The amount of iodine in the diet can influence the hormone synthesis activity in the thyroid gland.

Iodine-containing food has different effects on thyroid uptake of131 I and technetium Tc 99m. Iodine-rich food decreases131 I uptake but increases99m Tc in most patients. However, the diagnostic value of a radioiodine uptake test to differentiate Graves disease and silent thyroiditis is not affected by dietary iodine intake.[83] Iodine restriction before a radioiodine uptake test is unnecessary.
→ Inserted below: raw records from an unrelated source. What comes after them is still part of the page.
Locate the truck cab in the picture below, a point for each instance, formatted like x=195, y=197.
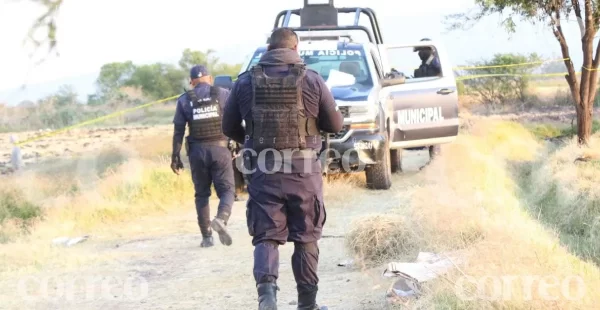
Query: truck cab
x=385, y=110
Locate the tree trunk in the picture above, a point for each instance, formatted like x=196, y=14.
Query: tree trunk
x=584, y=121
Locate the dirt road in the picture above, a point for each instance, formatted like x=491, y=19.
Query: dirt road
x=166, y=268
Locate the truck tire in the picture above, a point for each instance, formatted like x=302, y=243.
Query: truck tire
x=379, y=176
x=396, y=160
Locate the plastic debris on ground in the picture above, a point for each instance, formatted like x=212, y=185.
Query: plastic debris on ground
x=427, y=267
x=66, y=241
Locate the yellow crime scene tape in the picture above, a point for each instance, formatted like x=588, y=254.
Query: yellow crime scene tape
x=459, y=78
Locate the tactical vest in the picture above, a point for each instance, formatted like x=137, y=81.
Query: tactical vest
x=205, y=124
x=426, y=69
x=278, y=119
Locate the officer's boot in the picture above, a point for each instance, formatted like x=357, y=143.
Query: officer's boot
x=220, y=226
x=267, y=296
x=207, y=240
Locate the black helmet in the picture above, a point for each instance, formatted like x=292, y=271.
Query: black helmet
x=417, y=48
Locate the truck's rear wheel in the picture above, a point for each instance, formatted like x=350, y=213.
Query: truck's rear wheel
x=379, y=176
x=396, y=160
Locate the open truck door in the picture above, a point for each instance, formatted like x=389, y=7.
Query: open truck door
x=422, y=111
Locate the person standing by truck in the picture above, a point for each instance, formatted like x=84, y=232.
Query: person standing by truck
x=284, y=206
x=430, y=66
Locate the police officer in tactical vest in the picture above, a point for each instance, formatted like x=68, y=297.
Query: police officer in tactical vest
x=430, y=66
x=207, y=149
x=284, y=106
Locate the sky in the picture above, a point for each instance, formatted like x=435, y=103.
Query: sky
x=94, y=32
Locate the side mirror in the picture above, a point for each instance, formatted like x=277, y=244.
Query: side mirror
x=393, y=78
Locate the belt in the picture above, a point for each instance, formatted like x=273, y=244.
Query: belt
x=297, y=153
x=222, y=143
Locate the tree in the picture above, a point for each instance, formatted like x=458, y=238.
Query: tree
x=114, y=76
x=189, y=58
x=47, y=21
x=552, y=12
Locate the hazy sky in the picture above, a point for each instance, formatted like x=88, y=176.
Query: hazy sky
x=94, y=32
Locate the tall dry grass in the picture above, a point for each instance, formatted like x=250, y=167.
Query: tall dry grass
x=470, y=204
x=86, y=196
x=561, y=188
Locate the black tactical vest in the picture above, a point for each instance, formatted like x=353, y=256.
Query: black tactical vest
x=278, y=119
x=205, y=124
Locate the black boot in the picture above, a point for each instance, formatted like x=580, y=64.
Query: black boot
x=207, y=242
x=267, y=296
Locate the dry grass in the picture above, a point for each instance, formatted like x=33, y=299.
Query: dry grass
x=470, y=203
x=566, y=195
x=379, y=238
x=89, y=196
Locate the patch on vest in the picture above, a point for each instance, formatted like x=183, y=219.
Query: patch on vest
x=420, y=116
x=205, y=112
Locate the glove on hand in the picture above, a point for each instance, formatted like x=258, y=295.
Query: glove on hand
x=176, y=164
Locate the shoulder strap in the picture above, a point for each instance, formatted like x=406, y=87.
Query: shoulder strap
x=214, y=93
x=192, y=94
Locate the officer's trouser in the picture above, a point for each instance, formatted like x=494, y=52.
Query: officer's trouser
x=286, y=207
x=210, y=163
x=434, y=151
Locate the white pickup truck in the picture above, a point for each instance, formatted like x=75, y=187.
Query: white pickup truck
x=384, y=111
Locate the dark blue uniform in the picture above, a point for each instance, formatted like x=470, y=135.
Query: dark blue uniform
x=430, y=67
x=285, y=206
x=210, y=161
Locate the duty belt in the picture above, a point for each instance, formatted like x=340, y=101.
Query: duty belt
x=223, y=143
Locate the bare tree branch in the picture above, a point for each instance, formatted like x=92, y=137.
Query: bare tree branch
x=571, y=78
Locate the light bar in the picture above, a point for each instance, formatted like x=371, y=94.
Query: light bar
x=318, y=2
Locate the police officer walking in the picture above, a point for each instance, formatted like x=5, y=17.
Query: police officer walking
x=430, y=66
x=207, y=148
x=284, y=106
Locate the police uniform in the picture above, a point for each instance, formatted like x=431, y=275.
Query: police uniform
x=430, y=66
x=207, y=149
x=286, y=112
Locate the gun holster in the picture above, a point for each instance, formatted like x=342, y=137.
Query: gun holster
x=324, y=154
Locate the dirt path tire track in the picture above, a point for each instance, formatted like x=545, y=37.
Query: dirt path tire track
x=181, y=275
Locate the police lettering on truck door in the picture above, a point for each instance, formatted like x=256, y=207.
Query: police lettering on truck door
x=420, y=116
x=205, y=111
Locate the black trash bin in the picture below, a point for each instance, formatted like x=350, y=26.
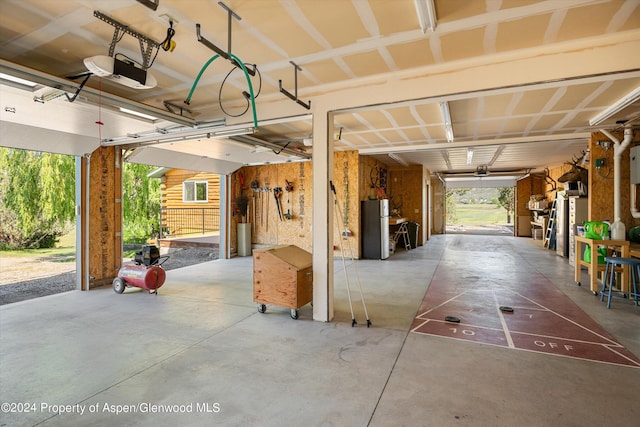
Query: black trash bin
x=412, y=229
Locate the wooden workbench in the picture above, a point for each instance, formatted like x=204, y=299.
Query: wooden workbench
x=593, y=268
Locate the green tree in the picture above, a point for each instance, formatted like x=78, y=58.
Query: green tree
x=451, y=199
x=37, y=194
x=141, y=203
x=506, y=199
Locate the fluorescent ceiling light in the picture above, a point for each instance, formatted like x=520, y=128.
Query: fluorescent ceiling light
x=398, y=159
x=18, y=80
x=446, y=117
x=136, y=113
x=618, y=106
x=234, y=132
x=426, y=11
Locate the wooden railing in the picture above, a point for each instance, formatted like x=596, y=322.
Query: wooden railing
x=188, y=221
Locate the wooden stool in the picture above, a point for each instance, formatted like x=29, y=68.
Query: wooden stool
x=612, y=263
x=404, y=232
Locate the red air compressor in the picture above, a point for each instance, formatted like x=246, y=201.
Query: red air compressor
x=147, y=272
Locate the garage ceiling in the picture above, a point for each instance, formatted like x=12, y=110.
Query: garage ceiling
x=339, y=47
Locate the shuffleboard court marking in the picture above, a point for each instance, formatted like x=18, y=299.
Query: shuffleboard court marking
x=532, y=326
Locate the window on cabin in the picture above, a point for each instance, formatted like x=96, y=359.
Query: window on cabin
x=194, y=191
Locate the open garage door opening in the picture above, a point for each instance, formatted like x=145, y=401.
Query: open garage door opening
x=480, y=207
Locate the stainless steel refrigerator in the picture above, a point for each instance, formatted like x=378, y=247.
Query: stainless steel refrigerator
x=374, y=220
x=578, y=214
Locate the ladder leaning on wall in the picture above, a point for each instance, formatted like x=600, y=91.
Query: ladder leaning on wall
x=550, y=235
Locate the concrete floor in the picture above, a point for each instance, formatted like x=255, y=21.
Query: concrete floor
x=199, y=353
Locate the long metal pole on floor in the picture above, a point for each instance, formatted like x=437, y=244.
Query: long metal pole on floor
x=338, y=214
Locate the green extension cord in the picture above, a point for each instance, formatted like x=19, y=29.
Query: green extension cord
x=246, y=74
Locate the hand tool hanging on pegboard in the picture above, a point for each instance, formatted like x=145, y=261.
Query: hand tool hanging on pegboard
x=255, y=188
x=289, y=189
x=341, y=226
x=277, y=194
x=267, y=189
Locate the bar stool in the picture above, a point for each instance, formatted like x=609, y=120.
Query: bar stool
x=612, y=263
x=403, y=232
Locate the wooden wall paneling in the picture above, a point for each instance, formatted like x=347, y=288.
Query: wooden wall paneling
x=103, y=264
x=405, y=193
x=267, y=227
x=346, y=175
x=601, y=203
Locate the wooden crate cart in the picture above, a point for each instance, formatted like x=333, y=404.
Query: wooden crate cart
x=282, y=276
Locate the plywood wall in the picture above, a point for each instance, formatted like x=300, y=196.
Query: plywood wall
x=600, y=183
x=601, y=192
x=346, y=180
x=104, y=215
x=268, y=227
x=352, y=183
x=404, y=189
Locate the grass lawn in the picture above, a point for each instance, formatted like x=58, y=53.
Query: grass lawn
x=65, y=250
x=479, y=214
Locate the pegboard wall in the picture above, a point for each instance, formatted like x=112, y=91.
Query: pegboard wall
x=292, y=224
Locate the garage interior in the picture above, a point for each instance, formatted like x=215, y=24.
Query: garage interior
x=433, y=92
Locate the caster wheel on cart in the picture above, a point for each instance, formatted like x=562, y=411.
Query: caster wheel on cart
x=118, y=285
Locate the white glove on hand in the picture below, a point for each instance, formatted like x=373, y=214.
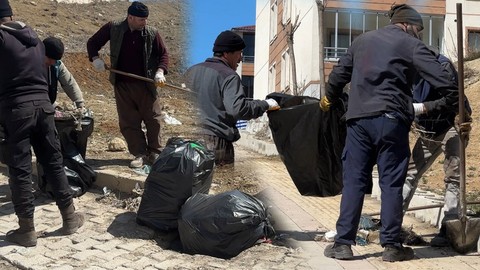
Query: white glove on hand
x=160, y=78
x=99, y=65
x=272, y=104
x=419, y=108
Dietary iodine intake may influence the remission rate after antithyroid drug therapy. This is based on the observation that the outcome of antithyroid therapy in the older literature showed lower remission rates than it did in later studies and that the average dietary iodine content has been decreasing over the years. However, a direct causal relationship has not been established by clinical trials.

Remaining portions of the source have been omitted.